# [Wet Thumb Forum]-Canon EOS 300D (Digital Rebel)



## plantella (Feb 5, 2004)

Hy,

this is my first topic in the photo workshop.

The reason: I have new digital camera, and I need much more experience with this kind of camera.

Today I try my first pictures with the Canon EOS 300D (named Digital Rebel in the USA). I think I have to learn much more about this kind of digital SLR cameras to get out better pictures.

Here is one test picture:









some more find here:
Canon Digital Rebel / EOS D300 - first test pictures

And here is my first question:
What kind of EF lens are the best for total aquarium views and what kind are the best for close-up's ?

I am a beginner sorry....









Thanks and greetings,
Oliver
Aquarium Picture Gallery

[This message was edited by plantella on Sun November 16 2003 at 03:45 AM.]

[This message was edited by plantella on Sun November 16 2003 at 03:46 AM.]


----------



## gpodio (Feb 4, 2004)

Great pictures Oliver!

Giancarlo Podio


----------



## benny (Feb 4, 2004)

Hi Oliver,

For close up, most would find the EF 100mm F2.8 USM Macro very suitable.

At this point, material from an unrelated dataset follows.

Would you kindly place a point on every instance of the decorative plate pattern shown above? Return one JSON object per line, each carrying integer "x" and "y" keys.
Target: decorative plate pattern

Here's a picture taken with the above lens.









Sphaericthys vaillanti

If you don't mind, Sigma and Tamaron also have good macro lenses at good price.

For whole tank shots, especially in tight corners, the EF 16-35 mm F2.8 L USM is a popular choice, but since the EOS 300D has a 18 - 55 mm. It may be sufficient.

Cheers,

[This message was edited by Benny on Fri November 14 2003 at 07:21 PM.]


----------



## plantella (Feb 5, 2004)

Hy benny,

a great pics from the Sphaericthys.

Thanks for your tip about the different lenses.

Grettings,
Oliver 
Aquarium Picture Gallery


----------



## JanMc (Aug 6, 2003)

I have been using a Tamron 100 macro for a few years and it is really sharp. Their 20-40 IF lense is great too.


----------